2026-02-18T15:49:53 Error bgpd [J9K4Q-T8STY][EC 33554466] 10.21.1.16 [FSM] Failure handling event BGP_Start in state Idle, prior events BGP_Stop, (null), fd -1, last reset: No AFI/SAFI activated for peer
2026-02-18T15:49:53 Error bgpd [J9K4Q-T8STY][EC 33554466] 10.21.1.15 [FSM] Failure handling event BGP_Start in state Idle, prior events BGP_Stop, (null), fd -1, last reset: No AFI/SAFI activated for peer
...
2026-02-18T15:49:53 Error bgpd [J9K4Q-T8STY][EC 33554466] 10.20.1.13 [FSM] Failure handling event BGP_Start in state Idle, prior events BGP_Stop, (null), fd -1, last reset: Update source change
Configuration Details:- AS OPNsense: 64512 / AS K8s: 64514.

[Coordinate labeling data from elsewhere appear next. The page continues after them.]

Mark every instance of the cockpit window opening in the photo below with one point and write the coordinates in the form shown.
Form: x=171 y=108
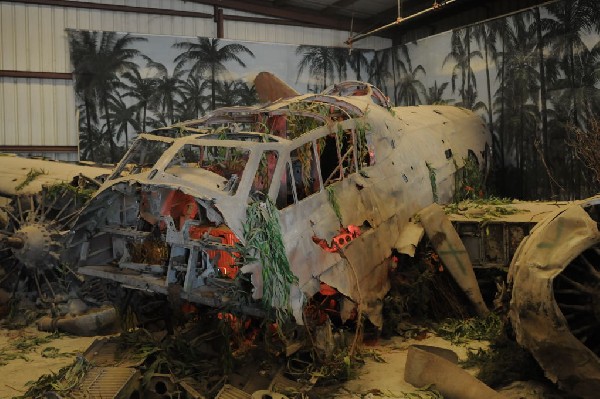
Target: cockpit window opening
x=264 y=174
x=287 y=190
x=225 y=163
x=142 y=156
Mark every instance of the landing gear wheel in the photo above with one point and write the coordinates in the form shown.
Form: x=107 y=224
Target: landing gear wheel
x=555 y=305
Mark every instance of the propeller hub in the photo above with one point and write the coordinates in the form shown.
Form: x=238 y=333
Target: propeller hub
x=35 y=242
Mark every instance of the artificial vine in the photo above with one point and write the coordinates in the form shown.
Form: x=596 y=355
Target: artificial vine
x=333 y=201
x=432 y=181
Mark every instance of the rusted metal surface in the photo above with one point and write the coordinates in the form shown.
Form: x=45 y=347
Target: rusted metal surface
x=555 y=301
x=330 y=162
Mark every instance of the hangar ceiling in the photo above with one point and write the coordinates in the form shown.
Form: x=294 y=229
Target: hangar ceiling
x=420 y=17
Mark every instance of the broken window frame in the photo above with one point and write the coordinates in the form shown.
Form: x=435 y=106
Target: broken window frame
x=139 y=145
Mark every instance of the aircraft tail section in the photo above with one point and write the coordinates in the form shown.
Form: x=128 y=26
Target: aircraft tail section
x=270 y=88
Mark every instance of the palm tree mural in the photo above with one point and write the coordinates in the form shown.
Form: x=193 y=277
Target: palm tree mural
x=519 y=97
x=461 y=54
x=563 y=31
x=358 y=61
x=208 y=55
x=83 y=45
x=193 y=98
x=320 y=61
x=379 y=69
x=142 y=91
x=226 y=93
x=167 y=88
x=486 y=36
x=566 y=23
x=123 y=116
x=97 y=60
x=435 y=94
x=409 y=88
x=340 y=56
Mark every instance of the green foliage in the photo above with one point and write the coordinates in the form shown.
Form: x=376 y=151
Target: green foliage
x=432 y=181
x=53 y=353
x=483 y=208
x=82 y=194
x=469 y=181
x=480 y=328
x=504 y=362
x=333 y=202
x=262 y=234
x=362 y=126
x=31 y=176
x=67 y=378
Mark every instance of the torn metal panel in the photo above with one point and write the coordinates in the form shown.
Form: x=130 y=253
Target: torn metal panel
x=409 y=238
x=451 y=250
x=554 y=305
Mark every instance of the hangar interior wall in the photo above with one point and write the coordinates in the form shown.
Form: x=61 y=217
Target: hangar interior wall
x=33 y=38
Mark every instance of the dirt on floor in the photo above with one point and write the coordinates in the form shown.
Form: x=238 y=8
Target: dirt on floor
x=27 y=354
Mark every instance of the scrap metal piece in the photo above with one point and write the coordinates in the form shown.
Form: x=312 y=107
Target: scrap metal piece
x=453 y=253
x=555 y=305
x=108 y=383
x=424 y=368
x=231 y=392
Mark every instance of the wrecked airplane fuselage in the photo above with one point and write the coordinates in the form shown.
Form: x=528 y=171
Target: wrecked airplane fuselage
x=346 y=173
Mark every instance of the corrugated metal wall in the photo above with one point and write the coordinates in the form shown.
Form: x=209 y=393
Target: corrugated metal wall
x=33 y=38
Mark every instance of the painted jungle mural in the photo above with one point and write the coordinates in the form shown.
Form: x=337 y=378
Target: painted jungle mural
x=534 y=77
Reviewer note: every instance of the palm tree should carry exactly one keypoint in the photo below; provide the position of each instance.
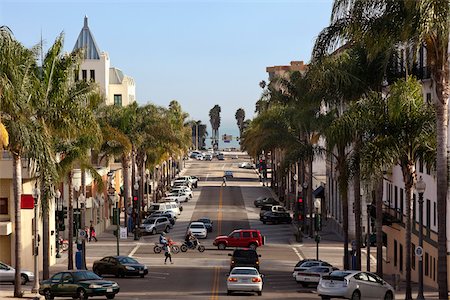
(383, 25)
(214, 119)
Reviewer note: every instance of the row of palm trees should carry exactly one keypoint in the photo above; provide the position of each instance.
(369, 121)
(57, 124)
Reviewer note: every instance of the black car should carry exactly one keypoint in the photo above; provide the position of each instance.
(120, 266)
(159, 214)
(243, 257)
(260, 201)
(78, 285)
(208, 223)
(275, 217)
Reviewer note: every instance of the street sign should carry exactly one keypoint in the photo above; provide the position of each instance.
(418, 251)
(123, 233)
(82, 234)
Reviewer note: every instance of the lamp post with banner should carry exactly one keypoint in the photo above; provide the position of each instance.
(420, 187)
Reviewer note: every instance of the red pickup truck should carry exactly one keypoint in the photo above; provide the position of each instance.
(245, 238)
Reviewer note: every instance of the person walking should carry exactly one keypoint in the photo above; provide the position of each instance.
(167, 254)
(92, 235)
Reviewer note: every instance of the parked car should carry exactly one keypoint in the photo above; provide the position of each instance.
(78, 285)
(198, 229)
(155, 225)
(312, 275)
(309, 263)
(354, 285)
(228, 174)
(120, 266)
(244, 257)
(246, 165)
(208, 223)
(244, 279)
(245, 238)
(276, 217)
(269, 207)
(8, 273)
(264, 200)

- BGP Neighbors configured with: Next-Hop-Self, Multi-Hop (nodes are on a different VLAN), and BFD.
- The issue happens exactly when the "Interface/VIP" configuration is reloaded by the OS.
Questions:- Is it expected behavior for FRR to restart or drop routes when any interface configuration (even an unrelated WAN Alias) is modified?
- Looking at the log frr_carp: no frr deamons active., it implies the CARP hook script might be forcing a restart or finding the service dead. Is there a way to prevent this for WAN-only changes?
- Is there a way to make the FRR process "immune" to interface reloads that don't involve the BGP-facing interfaces?
I need to be able to manage my Public IP pool without taking down the internal routing for the whole cluster. Any advice is welcome!